Ingediend | 21 april 2016 |
---|---|
Beantwoord | 8 juli 2016 (na 78 dagen) |
Indiener | Barry Madlener (PVV) |
Beantwoord door | Melanie Schultz van Haegen (minister infrastructuur en waterstaat) (VVD) |
Onderwerpen | energie natuur en milieu |
Bron vraag | https://zoek.officielebekendmakingen.nl/kv-tk-2016Z08253.html |
Bron antwoord | https://zoek.officielebekendmakingen.nl/ah-tk-20152016-3131.html |
Ja.
Nee, dit kan ik niet.
In het kader van basisregistraties is bij gemeenten de locatie van windturbines bekend. Landelijk is deze informatie, de vraag hoeveel huizen er binnen een specifieke afstand van een windturbine staan, in dit geval de door de onderzoekers gekozen 2.000 m, niet in kaart gebracht.
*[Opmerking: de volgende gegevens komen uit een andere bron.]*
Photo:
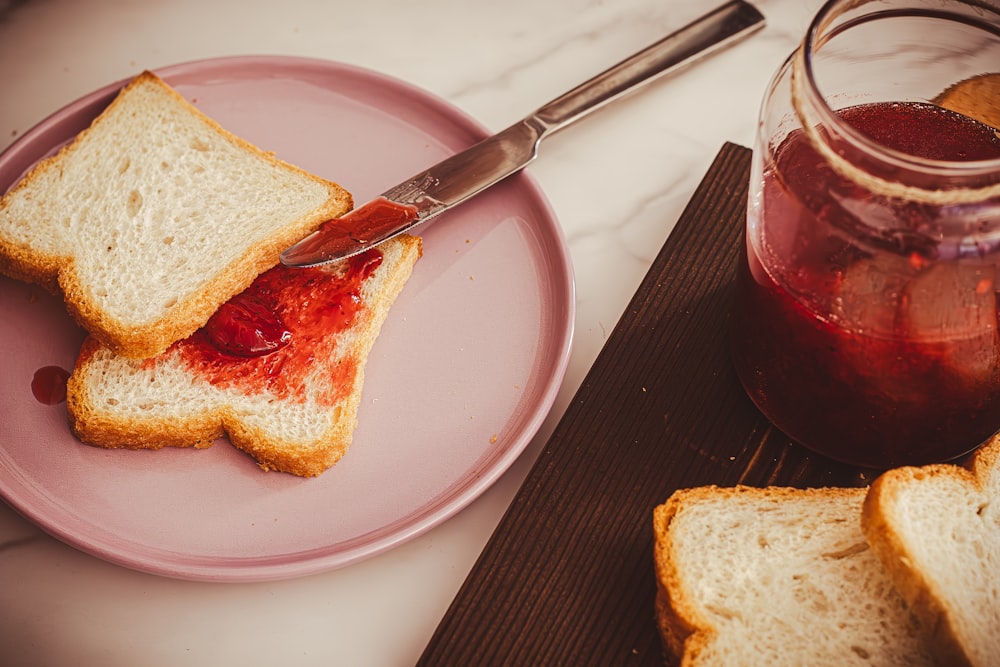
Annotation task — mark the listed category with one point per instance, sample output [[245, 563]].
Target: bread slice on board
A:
[[154, 216], [937, 530], [776, 577], [293, 409]]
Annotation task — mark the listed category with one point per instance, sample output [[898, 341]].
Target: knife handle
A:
[[683, 47]]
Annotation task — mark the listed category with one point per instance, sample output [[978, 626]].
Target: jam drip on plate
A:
[[283, 328]]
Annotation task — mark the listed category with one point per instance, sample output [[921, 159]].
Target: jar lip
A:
[[816, 35]]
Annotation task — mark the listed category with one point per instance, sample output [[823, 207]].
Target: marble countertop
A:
[[643, 157]]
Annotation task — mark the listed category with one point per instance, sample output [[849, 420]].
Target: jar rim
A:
[[819, 33]]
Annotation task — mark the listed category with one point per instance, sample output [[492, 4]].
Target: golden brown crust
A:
[[201, 427], [58, 273], [684, 631], [919, 588]]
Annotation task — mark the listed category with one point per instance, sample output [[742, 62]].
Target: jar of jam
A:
[[866, 322]]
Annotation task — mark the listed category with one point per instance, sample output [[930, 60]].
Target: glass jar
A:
[[866, 316]]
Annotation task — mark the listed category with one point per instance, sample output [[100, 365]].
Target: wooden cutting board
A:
[[567, 577]]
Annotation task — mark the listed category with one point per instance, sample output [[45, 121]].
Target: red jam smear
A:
[[283, 328], [893, 386], [48, 385], [375, 219]]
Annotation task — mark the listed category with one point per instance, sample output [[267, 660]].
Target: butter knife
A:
[[455, 179]]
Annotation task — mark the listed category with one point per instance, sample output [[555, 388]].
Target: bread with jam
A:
[[279, 368], [154, 216]]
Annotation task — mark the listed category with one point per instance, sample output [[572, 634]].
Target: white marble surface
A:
[[642, 158]]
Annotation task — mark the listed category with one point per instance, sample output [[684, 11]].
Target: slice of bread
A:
[[937, 531], [776, 577], [153, 217], [293, 409]]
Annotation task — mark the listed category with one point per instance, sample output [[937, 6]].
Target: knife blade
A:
[[458, 177]]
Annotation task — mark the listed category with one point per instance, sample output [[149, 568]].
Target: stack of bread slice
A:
[[147, 223], [901, 573]]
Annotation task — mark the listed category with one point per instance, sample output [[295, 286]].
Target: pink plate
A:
[[465, 369]]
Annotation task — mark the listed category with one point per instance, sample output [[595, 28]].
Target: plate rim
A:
[[436, 510]]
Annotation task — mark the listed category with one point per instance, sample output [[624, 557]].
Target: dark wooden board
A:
[[567, 577]]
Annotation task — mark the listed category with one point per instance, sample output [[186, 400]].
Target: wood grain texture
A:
[[567, 577]]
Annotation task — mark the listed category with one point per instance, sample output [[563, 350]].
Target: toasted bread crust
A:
[[892, 540], [255, 428], [58, 273]]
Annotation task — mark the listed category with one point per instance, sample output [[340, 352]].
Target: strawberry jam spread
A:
[[283, 328], [48, 385]]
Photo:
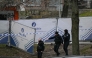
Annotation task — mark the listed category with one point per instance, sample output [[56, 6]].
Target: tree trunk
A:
[[65, 8], [75, 28]]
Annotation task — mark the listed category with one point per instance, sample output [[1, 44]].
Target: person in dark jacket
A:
[[58, 40], [40, 48], [66, 38]]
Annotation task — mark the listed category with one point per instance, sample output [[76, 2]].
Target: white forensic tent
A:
[[22, 36]]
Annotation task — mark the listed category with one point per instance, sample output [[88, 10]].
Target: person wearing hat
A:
[[58, 40], [66, 39]]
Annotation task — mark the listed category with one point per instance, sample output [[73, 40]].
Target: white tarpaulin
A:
[[22, 36], [4, 26], [85, 28], [45, 28]]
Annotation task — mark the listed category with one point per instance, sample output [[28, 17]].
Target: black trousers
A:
[[39, 54], [65, 46], [56, 47]]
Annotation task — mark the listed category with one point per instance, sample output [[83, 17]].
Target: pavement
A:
[[10, 57], [74, 57]]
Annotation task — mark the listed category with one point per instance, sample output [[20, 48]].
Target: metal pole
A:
[[57, 24], [60, 9], [34, 39], [9, 32]]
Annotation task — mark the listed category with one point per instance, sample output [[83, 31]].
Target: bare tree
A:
[[75, 27]]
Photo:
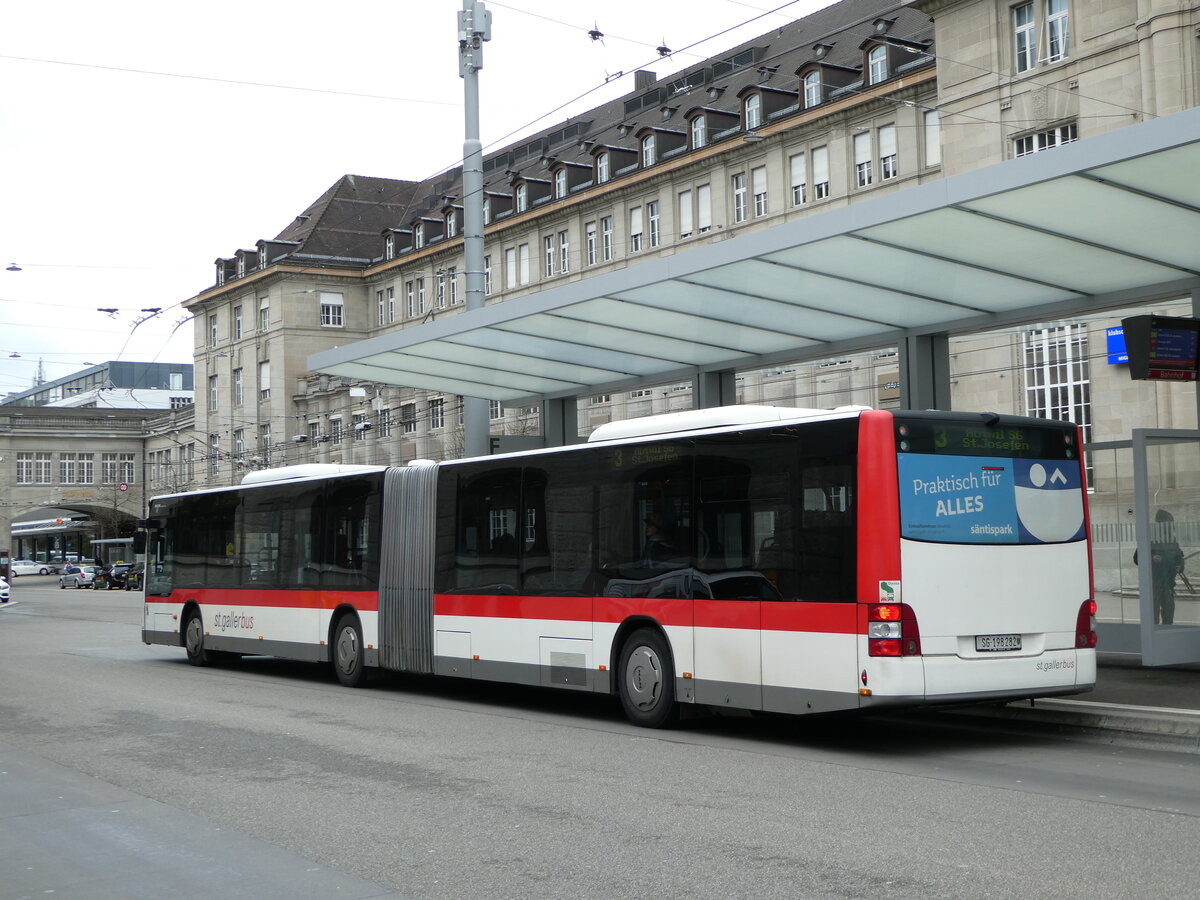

De stelling dat duizenden huishoudens met schade door waardevermindering blijven zitten deel ik niet. Of nabijgelegen windturbines wel of geen invloed op de waarde van onroerend goed hebben is op basis van WOZ waarden niet te concluderen. Daarvoor is onderzoek naar werkelijke gerealiseerde onroerendgoed transacties nodig en dat is nog weinig voorhanden. De waarde van woningen wordt nog door verscheidene andere factoren mede bepaald zoals ruimtelijke ontwikkelingen met betrekking tot hoogspanningsmasten of UMTS masten, planning van een nieuwbouwwijk, uitzicht op een begraafplaats of geluid van verkeer industrie of andere bronnen. Wanneer woningeigenaren vermoeden dat de komst van windturbines tot een lagere verkoopwaarde leidt, kunnen zij een procedure voor planschade starten. Voor windturbines gelden dezelfde regels als voor alle andere objecten in de fysieke leefomgeving.
In het kader van planontwikkeling is planschade mogelijk. Omwonenden kunnen dit aangeven bij het bevoegd gezag. Het bevoegd gezag kan dit, in voorkomende gevallen, verhalen bij de eigenaar van de windturbine. Het bepalen van planschade gebeurt op basis van objectieve criteria. Het is in laatste instantie aan de rechter om te bepalen of planschade moet worden toegekend.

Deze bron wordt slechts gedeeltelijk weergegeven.